Electronic Thesis and Dissertation Repository

Thesis Format



Doctor of Philosophy




Meyer, John P.


The present research investigated the hypothesis that humans have an innate and fundamental need for purpose. This need is defined as a pervasive drive for a sense of meaningful direction and the experience of progress toward associated objectives. First, theoretical development of the need for purpose is presented, along with a review of the existing research literature covering evidence for the need for purpose’s fulfillment of well-established criteria for evaluating needs. This review is followed by three empirical studies developing a measure assessing satisfaction and frustration of purpose, examining an initial nomological network of the construct, and testing whether purpose accounted for variance in well-being and work-specific outcomes beyond three established needs: autonomy, competence, and relatedness. In Study 1 (N = 237), the best-performing 4-item combinations were used to create the Satisfaction and Frustration of Purpose Scales (SFPS). The SFPS were found to have excellent psychometric properties and factor structure analyses with data from Studies 1-3 supported the expected structure and their distinctiveness from scales assessing the established needs. In Study 2 (N = 399), analyses indicated that satisfaction and frustration of purpose in life accounted for variance in positive (e.g., positive affect, life satisfaction) and negative (e.g., depression, physical complaints) indices of well-being beyond the corresponding scales for the established needs. In a work context, results from Study 3 (N = 484) replicated relations with well-being outcomes and revealed similar relations with work-specific outcomes (e.g., job satisfaction, work motivation, turnover intentions) such that satisfaction and frustration of purpose accounted for variance in all outcomes beyond the existing needs. Contrary to expectations, no differences were found between the contribution of various work characteristics (e.g., task significance, social support) to the experience of purpose at work. The implications of the need for purpose for research and practice on well-being and at work are discussed.

Summary for Lay Audience

A common concern of human endeavors is the pursuit and attainment of a sense of purpose. Questions as to whether our work matters, whether we’re headed in a direction that is meaningful, or whether we’ve contributed anything of worth to the world can be traced back to a desire for purpose. This research sought to examine whether this apparently widespread desire might be an innate and fundamental need for humans. Using existing scientific research, evidence is presented that humans are deeply concerned with purpose and that it has a significant impact on happiness (e.g., life satisfaction), mental health (e.g., depression), and physical well-being (e.g., onset and severity of Alzheimer’s disease). Further, purpose appears to play a significant role in thought processes and other fundamental aspects of human functioning. There are also plausible arguments for its evolutionary adaptiveness suggesting that it indeed might have a biological basis. The implications of researching and targeting purpose in practice are wide-ranging, from motivating employees to improving mental health via therapy that targets individuals’ sense of purpose in life.

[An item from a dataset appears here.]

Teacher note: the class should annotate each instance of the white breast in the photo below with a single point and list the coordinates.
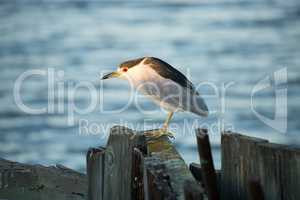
(164, 92)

This research also included the development of a measure of the need for purpose and investigated whether greater purpose is associated with greater positive outcomes in life (e.g., positive emotions, physical health) and at work (e.g., engagement, greater motivation). Across three studies, the results support the quality of the measure and the expected pattern of relationships with outcomes. Importantly, purpose was found to predict outcomes beyond other needs, suggesting it can expand our understanding of human flourishing. Overall, this research concludes that purpose has great potential when viewed as a need and suggests avenues for future research and application.